当の牧野は宮田の気持ちを知ってか知らでか、きょとんとした顔で呑気に疑問符を浮かべていた。

「あ、そうだ! この後お昼ご飯、一緒にいかがですか? 私が作りますよ」

「……本当ですか? それなら、家まで俺が送りましょう。先に外で待っててください」

すると思いもよらぬ提案があったものの、宮田はそれを快諾すると買い物を早く終わらせて、牧野の元へと向かった。

「お待たせしました。さあ、行きましょうか」

「そうですね。宮田さん、助かります」

道中、車を走らせている時から心做しか気分が弾むのを宮田は感じていた。

牧野の想いにも自身が彼に抱く想いにも気づいた時から、そうであったと思う。
しかしながら二人は、それを表立って伝えたりしていなかった。
今の関係が壊れてしまうのも怖かったし、仮に兄弟という存在を超えてしまった後のことを考えるとどうしても踏み切れずにいた。

伝えたいたった一言が、まだ言えなかった。

しかしそれで上手くいっているのであれば、このままでも良いと思っているのもまた事実だった。

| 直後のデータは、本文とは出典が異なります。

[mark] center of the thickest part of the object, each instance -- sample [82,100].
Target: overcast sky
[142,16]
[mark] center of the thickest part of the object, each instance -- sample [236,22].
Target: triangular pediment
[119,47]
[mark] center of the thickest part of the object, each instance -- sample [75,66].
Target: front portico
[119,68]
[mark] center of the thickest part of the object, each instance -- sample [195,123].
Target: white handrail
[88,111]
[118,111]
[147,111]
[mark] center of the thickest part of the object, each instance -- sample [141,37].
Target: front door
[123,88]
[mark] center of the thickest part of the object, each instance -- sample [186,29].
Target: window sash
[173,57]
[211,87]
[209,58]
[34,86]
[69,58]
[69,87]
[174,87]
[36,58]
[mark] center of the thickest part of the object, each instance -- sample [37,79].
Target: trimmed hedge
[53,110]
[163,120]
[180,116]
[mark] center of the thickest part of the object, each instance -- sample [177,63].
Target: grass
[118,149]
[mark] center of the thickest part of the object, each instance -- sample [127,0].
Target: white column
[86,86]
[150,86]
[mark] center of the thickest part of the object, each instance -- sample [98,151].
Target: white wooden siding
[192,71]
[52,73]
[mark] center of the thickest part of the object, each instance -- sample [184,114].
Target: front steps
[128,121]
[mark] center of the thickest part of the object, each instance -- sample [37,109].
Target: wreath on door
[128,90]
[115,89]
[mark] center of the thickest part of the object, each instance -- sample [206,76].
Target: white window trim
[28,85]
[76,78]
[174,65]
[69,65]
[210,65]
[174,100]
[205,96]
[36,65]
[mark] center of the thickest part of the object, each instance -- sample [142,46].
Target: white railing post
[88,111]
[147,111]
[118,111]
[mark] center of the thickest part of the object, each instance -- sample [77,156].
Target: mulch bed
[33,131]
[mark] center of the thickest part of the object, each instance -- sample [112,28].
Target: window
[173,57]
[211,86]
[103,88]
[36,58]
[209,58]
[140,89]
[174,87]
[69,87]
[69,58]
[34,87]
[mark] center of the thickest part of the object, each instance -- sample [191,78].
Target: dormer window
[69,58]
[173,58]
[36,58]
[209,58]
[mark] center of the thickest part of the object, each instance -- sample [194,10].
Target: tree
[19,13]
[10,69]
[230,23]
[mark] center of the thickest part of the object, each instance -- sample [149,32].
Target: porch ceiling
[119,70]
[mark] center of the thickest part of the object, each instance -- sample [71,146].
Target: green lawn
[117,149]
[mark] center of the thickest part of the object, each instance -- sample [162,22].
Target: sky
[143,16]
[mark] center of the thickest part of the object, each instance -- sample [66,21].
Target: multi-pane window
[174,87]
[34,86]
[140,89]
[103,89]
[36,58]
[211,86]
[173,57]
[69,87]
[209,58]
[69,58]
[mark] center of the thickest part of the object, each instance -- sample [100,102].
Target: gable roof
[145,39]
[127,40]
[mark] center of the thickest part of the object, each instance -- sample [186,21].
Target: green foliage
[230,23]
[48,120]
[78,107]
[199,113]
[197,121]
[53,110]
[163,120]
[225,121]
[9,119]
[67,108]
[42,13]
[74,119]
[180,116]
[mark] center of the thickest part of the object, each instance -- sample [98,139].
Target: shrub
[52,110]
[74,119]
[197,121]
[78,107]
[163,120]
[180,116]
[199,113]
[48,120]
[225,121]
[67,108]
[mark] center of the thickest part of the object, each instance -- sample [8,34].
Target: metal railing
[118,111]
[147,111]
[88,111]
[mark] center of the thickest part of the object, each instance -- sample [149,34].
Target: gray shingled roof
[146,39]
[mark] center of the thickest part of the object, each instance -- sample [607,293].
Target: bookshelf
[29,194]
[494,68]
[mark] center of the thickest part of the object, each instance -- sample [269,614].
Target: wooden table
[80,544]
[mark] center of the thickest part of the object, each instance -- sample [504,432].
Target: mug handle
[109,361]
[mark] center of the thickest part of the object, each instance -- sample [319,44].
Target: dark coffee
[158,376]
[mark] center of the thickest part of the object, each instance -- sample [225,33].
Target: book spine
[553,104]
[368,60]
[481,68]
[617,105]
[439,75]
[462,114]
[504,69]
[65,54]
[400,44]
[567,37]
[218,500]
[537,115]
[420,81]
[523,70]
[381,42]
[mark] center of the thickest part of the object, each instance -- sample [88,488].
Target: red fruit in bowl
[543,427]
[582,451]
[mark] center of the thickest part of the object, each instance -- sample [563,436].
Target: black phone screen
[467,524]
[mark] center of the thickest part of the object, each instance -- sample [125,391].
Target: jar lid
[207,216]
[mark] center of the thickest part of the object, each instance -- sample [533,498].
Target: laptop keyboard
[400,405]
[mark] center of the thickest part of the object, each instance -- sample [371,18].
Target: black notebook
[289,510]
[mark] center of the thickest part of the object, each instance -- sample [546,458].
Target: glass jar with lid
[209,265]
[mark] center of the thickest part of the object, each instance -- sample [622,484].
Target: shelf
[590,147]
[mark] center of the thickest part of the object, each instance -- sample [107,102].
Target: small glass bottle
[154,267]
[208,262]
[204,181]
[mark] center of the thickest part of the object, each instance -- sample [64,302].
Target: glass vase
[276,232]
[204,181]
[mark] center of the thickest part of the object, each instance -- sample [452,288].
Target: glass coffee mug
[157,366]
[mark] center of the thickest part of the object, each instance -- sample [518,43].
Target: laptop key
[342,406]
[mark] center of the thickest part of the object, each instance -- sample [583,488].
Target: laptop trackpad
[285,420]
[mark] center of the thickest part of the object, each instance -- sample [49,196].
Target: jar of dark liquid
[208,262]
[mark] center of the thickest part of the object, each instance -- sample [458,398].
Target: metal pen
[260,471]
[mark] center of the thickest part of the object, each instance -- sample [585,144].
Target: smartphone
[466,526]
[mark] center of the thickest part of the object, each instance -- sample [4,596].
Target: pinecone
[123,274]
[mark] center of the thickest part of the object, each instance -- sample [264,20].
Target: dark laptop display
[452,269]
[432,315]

結局のところ人の気持ちは移ろいゆくものであって、それでいつか好きな人を憎んでしまうくらいなら伝えない方がいい……と、宮田はそう言い聞かせていた。

「宮田さん、お入りください」

ずっと考え込んでいた宮田は、牧野の一言ではっと我に返った。

「……あ、お邪魔します」

玄関の戸を潜り、牧野に倣ってリビングへ続く廊下を進んで行った。

リビングダイニングとキッチンが一部屋からなる、よくある間取りではあるものの最小限の物しか置いていないためか少しばかり質素な印象を受ける。

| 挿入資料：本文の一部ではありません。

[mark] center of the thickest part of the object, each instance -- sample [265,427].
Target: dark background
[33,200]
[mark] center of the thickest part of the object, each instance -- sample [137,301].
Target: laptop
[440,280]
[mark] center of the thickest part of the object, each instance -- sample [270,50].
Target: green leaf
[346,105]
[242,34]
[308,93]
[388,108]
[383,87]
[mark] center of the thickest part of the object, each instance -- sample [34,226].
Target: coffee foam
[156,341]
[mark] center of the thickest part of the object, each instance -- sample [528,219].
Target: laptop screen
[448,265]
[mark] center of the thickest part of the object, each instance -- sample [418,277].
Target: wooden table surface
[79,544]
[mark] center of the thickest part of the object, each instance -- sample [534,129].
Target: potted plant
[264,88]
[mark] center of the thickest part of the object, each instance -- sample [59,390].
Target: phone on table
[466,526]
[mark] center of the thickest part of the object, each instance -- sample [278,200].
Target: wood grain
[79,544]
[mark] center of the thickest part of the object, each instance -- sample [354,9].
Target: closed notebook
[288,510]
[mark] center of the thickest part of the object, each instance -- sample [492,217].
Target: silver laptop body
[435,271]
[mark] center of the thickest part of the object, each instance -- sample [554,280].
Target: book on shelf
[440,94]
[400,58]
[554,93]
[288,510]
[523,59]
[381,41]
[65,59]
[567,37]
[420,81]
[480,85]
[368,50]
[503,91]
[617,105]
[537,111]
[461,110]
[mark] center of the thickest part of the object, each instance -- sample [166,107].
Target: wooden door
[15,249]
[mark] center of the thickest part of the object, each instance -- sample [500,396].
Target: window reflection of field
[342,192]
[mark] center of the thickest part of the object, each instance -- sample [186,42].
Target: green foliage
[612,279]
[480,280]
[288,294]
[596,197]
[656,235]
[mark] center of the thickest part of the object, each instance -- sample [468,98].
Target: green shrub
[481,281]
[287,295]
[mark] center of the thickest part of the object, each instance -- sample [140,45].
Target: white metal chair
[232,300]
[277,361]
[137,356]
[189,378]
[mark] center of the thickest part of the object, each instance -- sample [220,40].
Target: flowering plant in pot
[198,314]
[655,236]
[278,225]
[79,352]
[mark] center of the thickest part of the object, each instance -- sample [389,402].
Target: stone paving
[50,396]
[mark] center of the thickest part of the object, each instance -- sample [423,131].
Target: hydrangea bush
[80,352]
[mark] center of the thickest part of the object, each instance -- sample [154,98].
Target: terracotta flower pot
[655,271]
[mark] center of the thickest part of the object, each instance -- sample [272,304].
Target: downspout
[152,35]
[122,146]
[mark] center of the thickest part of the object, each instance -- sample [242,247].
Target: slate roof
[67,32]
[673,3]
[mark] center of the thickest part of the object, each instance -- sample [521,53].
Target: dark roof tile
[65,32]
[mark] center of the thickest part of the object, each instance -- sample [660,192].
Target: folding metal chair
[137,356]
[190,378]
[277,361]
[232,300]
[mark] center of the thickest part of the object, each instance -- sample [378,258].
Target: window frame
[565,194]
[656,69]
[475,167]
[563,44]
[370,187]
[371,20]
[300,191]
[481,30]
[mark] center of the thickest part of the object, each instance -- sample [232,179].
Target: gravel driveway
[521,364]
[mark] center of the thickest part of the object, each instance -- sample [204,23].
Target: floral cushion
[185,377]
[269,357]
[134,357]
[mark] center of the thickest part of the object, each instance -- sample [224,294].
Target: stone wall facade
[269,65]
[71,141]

しかしながら調理道具や調味料が充実しているところを見ると、よく自炊をしていることが窺えた。

「ゆっくりしていてください。今、お茶を準備しますね」

「ありがとうございます。お言葉に甘えて……」


そうして宮田は、リビングの中央にある椅子に腰かけた。

初めて来た牧野の家にどこか落ち着かない感じで、宮田は仕切りに部屋の様子をキョロキョロと眺めている。

「すみません、こんなものでしかお構いできなくて」

すると牧野が木製のお盆を持って、テーブルまでやって来た。

そして丁寧な所作で、麦茶の芳ばしい香りのする切子細工の施されたコップを差し出した。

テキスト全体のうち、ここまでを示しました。